For Operation Coltan the Anonymous supporters created a browser version of LOIC, creating a mini-site that has the same functionality as LOIC. In thirty lines of computer code, hacktivists created a system whereby any user who logs on to the web page begins sending 16 requests per second to a target server. First Sony, then LG and Bayer.
“Operation Green Rights” originated from Italian hacktivists, and gathered support from others in Europe, particularly France and Germany. A dramatic swoop executed by Italian police forces in the summer of 2011 led to the arrest of fifteen Anonymous supporters, impacting greatly on the dynamic of European environmental hacktivism.
Adopted by activists in the US and Canada in campaigns against the oil sands, the “Operation Green Rights” banner has also been widely used in recent times by South American Internet users. Mining industries in South American countries were targeted by several waves of attacks during February 2012, with supporters rallying around groups calling themselves Anonymous Venezuela and Anonymous Columbia. “Operation Coltan” seems to have been instigated by Anonymous Columbia, as evidenced by the video below.

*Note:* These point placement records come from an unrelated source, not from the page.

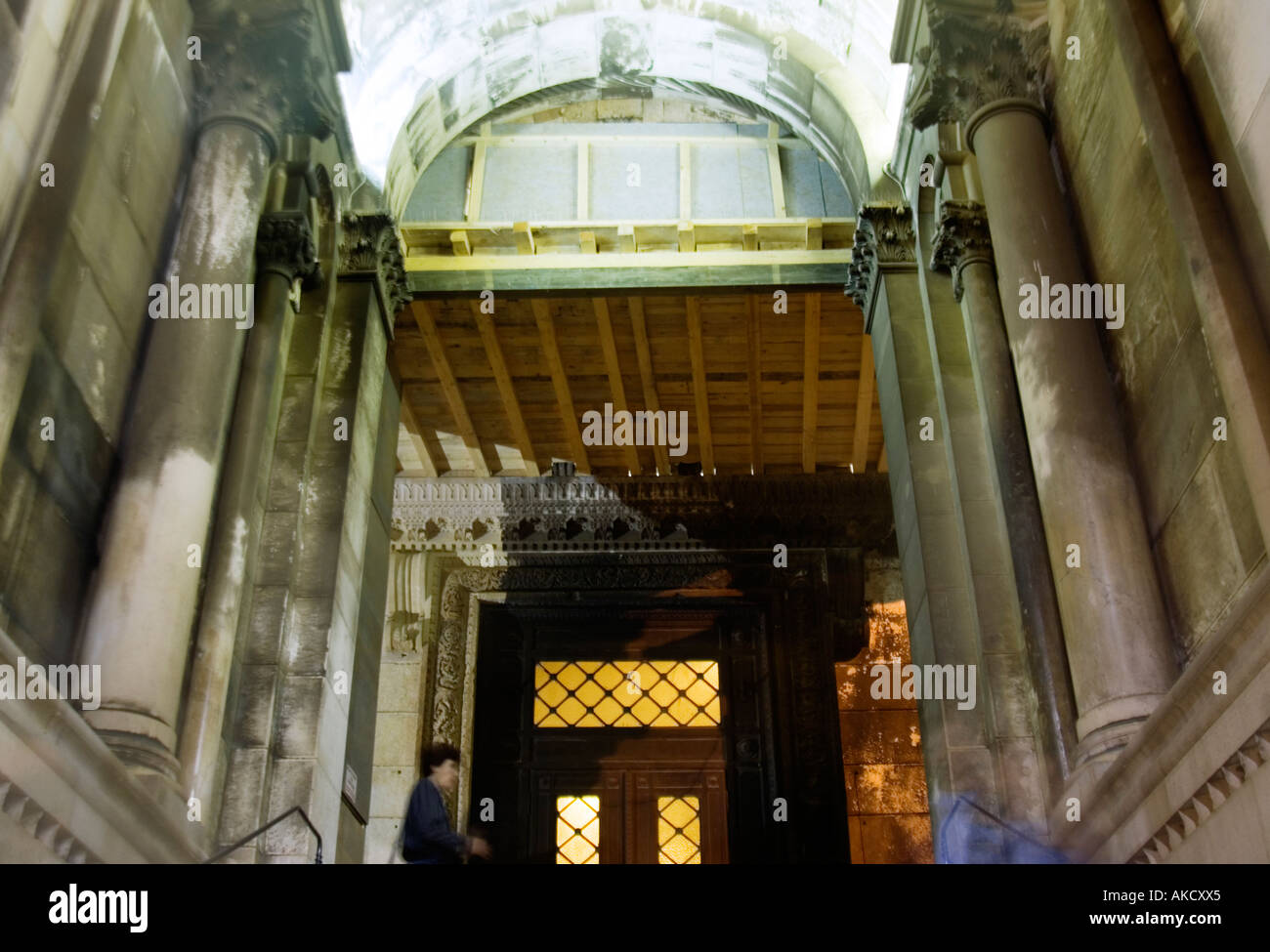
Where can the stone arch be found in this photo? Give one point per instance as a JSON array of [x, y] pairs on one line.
[[732, 54]]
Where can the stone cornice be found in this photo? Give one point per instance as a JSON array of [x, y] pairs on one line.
[[284, 244], [961, 237], [368, 248], [972, 62], [884, 240], [267, 64], [579, 515], [1237, 770]]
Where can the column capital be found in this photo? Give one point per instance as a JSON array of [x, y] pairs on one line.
[[961, 237], [368, 248], [974, 62], [284, 244], [270, 67], [885, 239]]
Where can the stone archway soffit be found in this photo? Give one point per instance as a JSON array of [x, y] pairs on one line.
[[426, 72]]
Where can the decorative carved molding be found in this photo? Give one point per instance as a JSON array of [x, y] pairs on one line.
[[368, 246], [972, 62], [1251, 756], [41, 824], [580, 515], [266, 63], [961, 237], [884, 237], [284, 244]]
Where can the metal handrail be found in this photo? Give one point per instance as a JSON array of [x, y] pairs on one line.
[[1017, 834], [272, 823]]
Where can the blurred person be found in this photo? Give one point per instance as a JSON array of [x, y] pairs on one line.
[[427, 837]]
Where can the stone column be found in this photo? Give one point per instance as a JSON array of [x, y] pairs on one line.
[[258, 79], [1118, 635], [284, 253], [964, 246], [957, 744]]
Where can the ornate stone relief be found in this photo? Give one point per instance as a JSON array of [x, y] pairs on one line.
[[42, 825], [582, 515], [884, 237], [961, 237], [284, 244], [368, 246], [1251, 756]]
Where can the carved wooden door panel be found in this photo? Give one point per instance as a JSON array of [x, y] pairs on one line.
[[663, 816]]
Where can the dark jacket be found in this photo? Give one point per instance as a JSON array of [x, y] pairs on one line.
[[427, 837]]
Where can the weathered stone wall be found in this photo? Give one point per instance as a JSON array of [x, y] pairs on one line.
[[1222, 50], [1199, 515], [93, 325], [889, 819]]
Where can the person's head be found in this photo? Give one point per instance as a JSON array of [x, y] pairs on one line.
[[441, 765]]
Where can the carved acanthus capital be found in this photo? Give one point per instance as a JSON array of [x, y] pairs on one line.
[[972, 62], [368, 246], [963, 236], [284, 244], [266, 63], [884, 237]]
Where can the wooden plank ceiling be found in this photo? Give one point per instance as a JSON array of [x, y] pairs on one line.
[[504, 393]]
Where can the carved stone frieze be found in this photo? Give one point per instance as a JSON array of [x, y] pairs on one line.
[[582, 515], [884, 237], [961, 237], [284, 244], [972, 62], [368, 246]]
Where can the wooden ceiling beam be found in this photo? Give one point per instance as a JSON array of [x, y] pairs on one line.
[[614, 373], [699, 393], [754, 341], [864, 407], [644, 355], [559, 381], [427, 321], [506, 389], [811, 377], [415, 433]]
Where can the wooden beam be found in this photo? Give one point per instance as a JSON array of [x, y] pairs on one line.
[[460, 244], [811, 377], [699, 393], [644, 355], [687, 239], [685, 182], [814, 233], [506, 390], [614, 373], [560, 382], [524, 237], [864, 406], [427, 321], [754, 339], [774, 172], [415, 433], [483, 262], [477, 185], [626, 239]]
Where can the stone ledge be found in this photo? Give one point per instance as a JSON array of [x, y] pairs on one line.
[[64, 770]]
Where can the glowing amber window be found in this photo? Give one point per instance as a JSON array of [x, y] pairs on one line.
[[678, 830], [576, 830], [626, 694]]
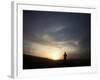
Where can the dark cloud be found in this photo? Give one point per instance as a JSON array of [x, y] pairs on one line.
[[67, 29]]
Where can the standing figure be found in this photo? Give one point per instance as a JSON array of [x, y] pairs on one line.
[[65, 57]]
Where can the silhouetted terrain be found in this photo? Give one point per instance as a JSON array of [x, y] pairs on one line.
[[31, 62]]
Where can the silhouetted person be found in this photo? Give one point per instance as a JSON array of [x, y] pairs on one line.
[[65, 57]]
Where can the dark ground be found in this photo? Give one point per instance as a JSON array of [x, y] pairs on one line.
[[31, 62]]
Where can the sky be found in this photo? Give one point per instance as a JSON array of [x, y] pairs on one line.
[[50, 34]]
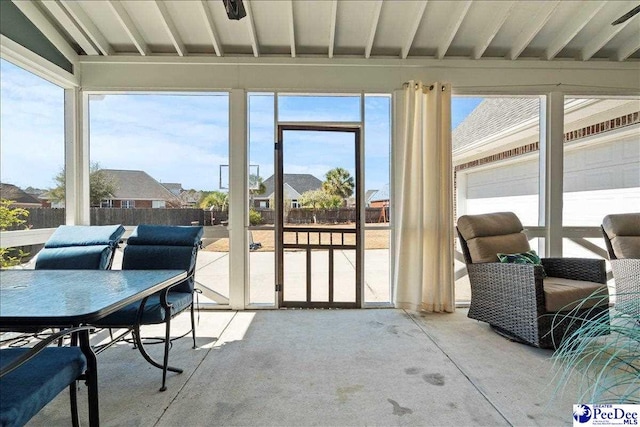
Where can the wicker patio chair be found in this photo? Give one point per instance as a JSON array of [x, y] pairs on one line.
[[622, 237], [536, 304]]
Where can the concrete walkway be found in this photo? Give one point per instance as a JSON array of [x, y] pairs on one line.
[[330, 368]]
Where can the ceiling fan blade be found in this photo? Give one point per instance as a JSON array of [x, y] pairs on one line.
[[627, 16]]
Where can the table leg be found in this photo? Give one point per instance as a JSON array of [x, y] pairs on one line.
[[92, 379]]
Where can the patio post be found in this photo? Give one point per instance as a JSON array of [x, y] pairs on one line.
[[551, 172]]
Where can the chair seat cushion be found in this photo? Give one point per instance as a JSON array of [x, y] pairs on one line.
[[153, 311], [38, 381], [485, 249], [564, 294], [74, 258], [85, 235]]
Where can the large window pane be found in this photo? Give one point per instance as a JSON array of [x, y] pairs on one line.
[[318, 108], [31, 155], [261, 216], [377, 235]]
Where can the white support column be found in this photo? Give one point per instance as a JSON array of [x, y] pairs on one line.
[[238, 199], [76, 157], [551, 172], [461, 194]]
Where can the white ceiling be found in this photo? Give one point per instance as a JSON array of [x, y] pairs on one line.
[[512, 30]]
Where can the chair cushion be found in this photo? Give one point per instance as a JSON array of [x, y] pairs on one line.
[[530, 257], [487, 235], [74, 258], [85, 235], [153, 311], [564, 294], [166, 235], [624, 233], [486, 249], [30, 387], [492, 224]]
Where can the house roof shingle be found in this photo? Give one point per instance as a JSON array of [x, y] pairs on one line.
[[137, 185], [492, 116], [11, 192]]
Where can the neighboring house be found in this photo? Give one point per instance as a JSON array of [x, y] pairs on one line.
[[295, 184], [379, 199], [137, 189], [496, 159], [188, 198], [174, 187], [20, 198]]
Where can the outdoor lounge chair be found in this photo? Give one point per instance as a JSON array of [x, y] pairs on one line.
[[622, 237], [30, 378], [76, 247], [158, 247], [536, 304]]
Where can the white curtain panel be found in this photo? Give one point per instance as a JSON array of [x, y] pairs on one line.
[[423, 270]]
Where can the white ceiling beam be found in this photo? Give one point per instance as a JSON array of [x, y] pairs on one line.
[[129, 27], [374, 27], [586, 11], [31, 11], [332, 26], [413, 29], [210, 27], [251, 28], [628, 48], [170, 28], [458, 14], [292, 34], [36, 64], [491, 29], [58, 12], [532, 29], [602, 38], [87, 25]]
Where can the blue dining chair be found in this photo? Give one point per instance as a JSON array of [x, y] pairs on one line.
[[158, 247], [30, 378], [77, 247]]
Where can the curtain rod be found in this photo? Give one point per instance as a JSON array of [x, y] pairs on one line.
[[424, 87]]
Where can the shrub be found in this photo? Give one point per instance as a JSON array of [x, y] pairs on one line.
[[255, 217], [9, 218]]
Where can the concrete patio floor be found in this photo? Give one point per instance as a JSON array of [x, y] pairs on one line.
[[329, 368]]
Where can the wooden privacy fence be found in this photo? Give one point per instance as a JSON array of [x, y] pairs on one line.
[[51, 217]]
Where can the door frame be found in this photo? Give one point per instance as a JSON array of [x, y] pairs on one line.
[[357, 130]]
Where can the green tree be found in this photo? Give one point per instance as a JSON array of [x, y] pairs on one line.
[[11, 217], [319, 199], [256, 187], [339, 182], [100, 186]]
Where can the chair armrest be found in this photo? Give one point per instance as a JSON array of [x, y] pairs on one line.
[[41, 345], [509, 296], [587, 269]]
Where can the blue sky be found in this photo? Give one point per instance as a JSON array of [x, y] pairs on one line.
[[182, 138]]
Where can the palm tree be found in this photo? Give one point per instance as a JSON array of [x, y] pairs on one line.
[[339, 182]]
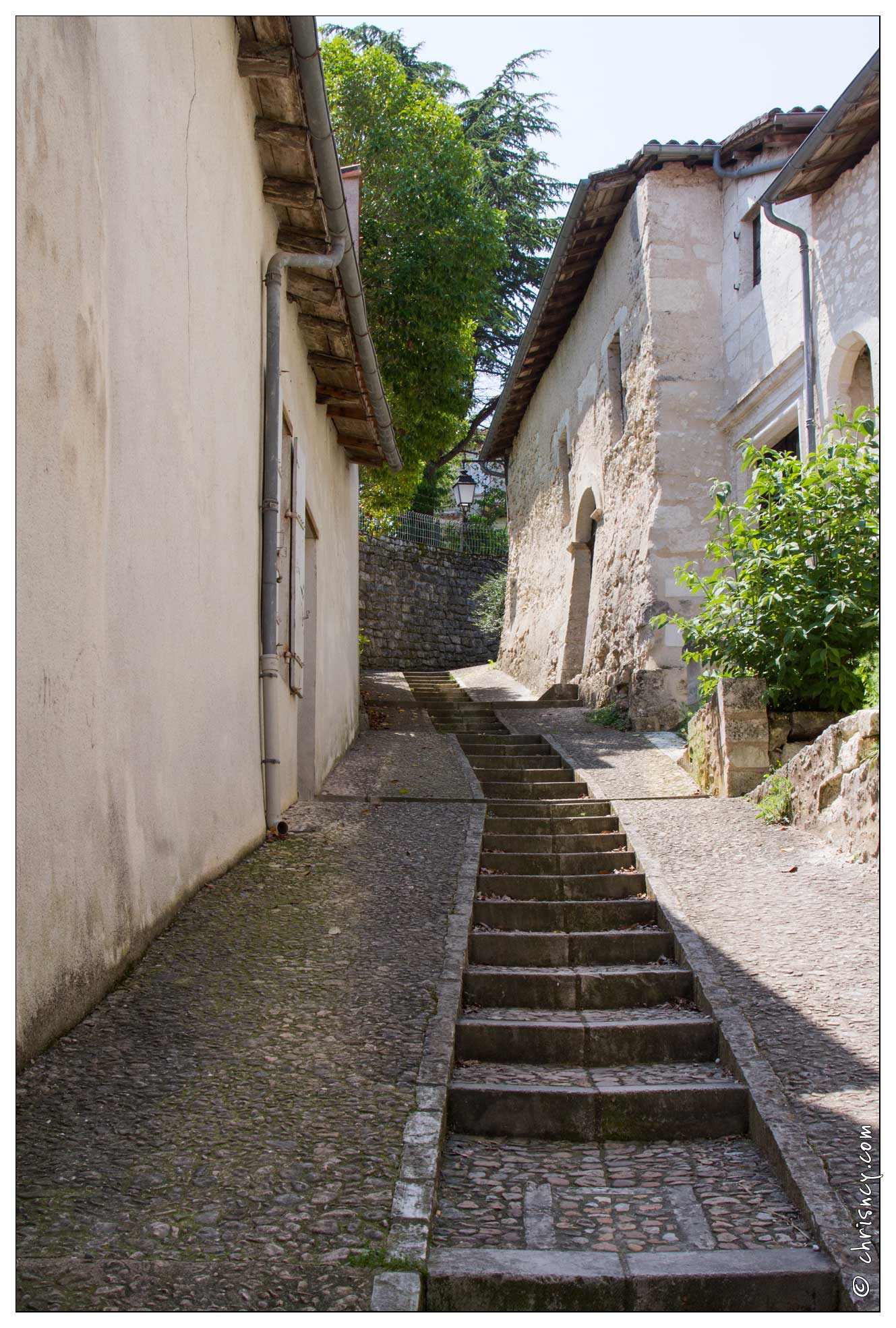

Of the various companies contacted by OWNI, Bayer is so far the only one to speak out on the attacks.
Several websites belonging to the Bayer Group (in Portugal, the Netherlands, South Africa) are currently under attack and several have been deactivated for security reasons. (…)
Anonymous has claimed responsibility for these attacks, as a result of the Bayer Group’s supposed implication in the trade of coltan in Congo. These allegations are more than ten years old and are without foundation. Following an investigation, the UN withdrew all their accusations against the Bayer Group in 2003.
In the aftermath of that UN investigation, however, the Bayer Group considered it appropriate to specify in its annual report on sustainable development in 2004 that it had provided financing to the Dian Fossey Gorilla Fund, “a project aimed at helping people in the eastern part of the central African country to practice environmentally friendly extraction of natural resources“. The same report continues:
Some environmental organizations have called for a general moratorium on exports from the entire region in order to halt illegal activities such as mining in national parks. Yet other organizations, including the Dian Fossey Gorilla Fund, consider such measures to be unsuitable, particularly for humanitarian reasons, as they would eliminate an important source of income for the local population. In this case, the organizations fear that the population would be forced to seek food in the national parks to an even greater extent than is currently the case. This would most likely result in the permanent extinction of severely endangered species.